Heese und Frindt beklagen auch die mangelnde Transparenz der Bürgerinitiative. Er habe an den ersten Sitzungen der BI noch teilgenommenm, bis sie so verlegt wurden, dass es für Händler zeitlich kaum noch möglich sei klagt der Fleischer. Auf einer Sitzung seien Pläne vorgestellt worden, die von den Gewerbetreibenden und Anwohnern zumeist abgelehnt wurden. Dann habe es geheißen, das seien nur Gedankenspiele. Aber mit genau diesen Plänen wende sich die BI nun an die Bezirksverordneten, so Frindt. „Wir würden den Platz mit ihnen gern verschönern“, sagt der Fleischer, doch die Händler hätten „Angst, dass der Kiez daran kaputt geht.“

Dass hinter dem Umbau des Marktes auch wirtschaftliche Interessen stehen könnten, deutet Frindt an. So will ein „privater Investor“ die Platzumgestaltung zahlen, und wenn der Markt kleiner werde, würde er privatisiert.

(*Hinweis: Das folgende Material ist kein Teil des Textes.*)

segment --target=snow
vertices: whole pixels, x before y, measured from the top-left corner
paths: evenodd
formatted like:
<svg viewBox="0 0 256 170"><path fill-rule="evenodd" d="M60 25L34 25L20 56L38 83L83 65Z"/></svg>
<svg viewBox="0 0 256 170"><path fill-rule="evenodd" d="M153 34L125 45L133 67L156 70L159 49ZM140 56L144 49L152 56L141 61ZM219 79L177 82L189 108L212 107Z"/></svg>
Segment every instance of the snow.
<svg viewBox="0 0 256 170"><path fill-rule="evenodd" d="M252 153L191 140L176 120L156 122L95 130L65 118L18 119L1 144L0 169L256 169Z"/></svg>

An vielen Marktständen lagen Unterschriftenlisten aus, in denen sich die Kunden auch eifrig eintrugen.

„Der Markt blüht“

An fast jedem der Marktstände liegen Listen aus, bei Obsthändler Ünlu hängt ein Aufruf, den Markt zuerhalten. Für ihn könne man keien Ausweichmöglichkeiten schaffen, sagt Verkäuferin Jessica Ucmaz. „Der Markt ist etabliert, er blüht.“ Sie kenne zahlreiche Kunden, die ganz bewusst auf den Markt kämen, um sich mit frischem Obst und Gemüse einzudecken. Eine ihrerKundinnen lässt sich frischen Spinat und Kräuter einpacken. „Gar nicht gut“ findet sie, was auf dem Platz geplant wird, sagt sie. Auch sie hat schon die Petition unterschrieben. Sie komme regelmäßig zum Markt, wegen der Frische, wegen der Vielfalt und wegen der Leute.

Auch am Almkäse-Stand wird über die Maßnahmen diskutiert – und die Petition unterschrieben. „Ich brauche diesen Markt. Er ist einer der wenigen vernünftigen“, sagt eine Lankwitzerin. Sie wohne zwar an der Kirche, wo es auch einen Markt gibt, aber sie komme lieber jeden Sonnabend zum Kranoldplatz, um sich mit Eiern, Käse, Obst und Gemüse zu versorgen. 50 Prozent ihres Bedarfs decke sie hier, sagt sie. „Wenn Stände wegfallen, dann die, die man braucht“, befürchtet sie.

Was die BI zu den Vorwürfen und den Ängsten der Händler und Gewerbetreibenden sagt, war am Sonnabend nicht mehr zu erfahren.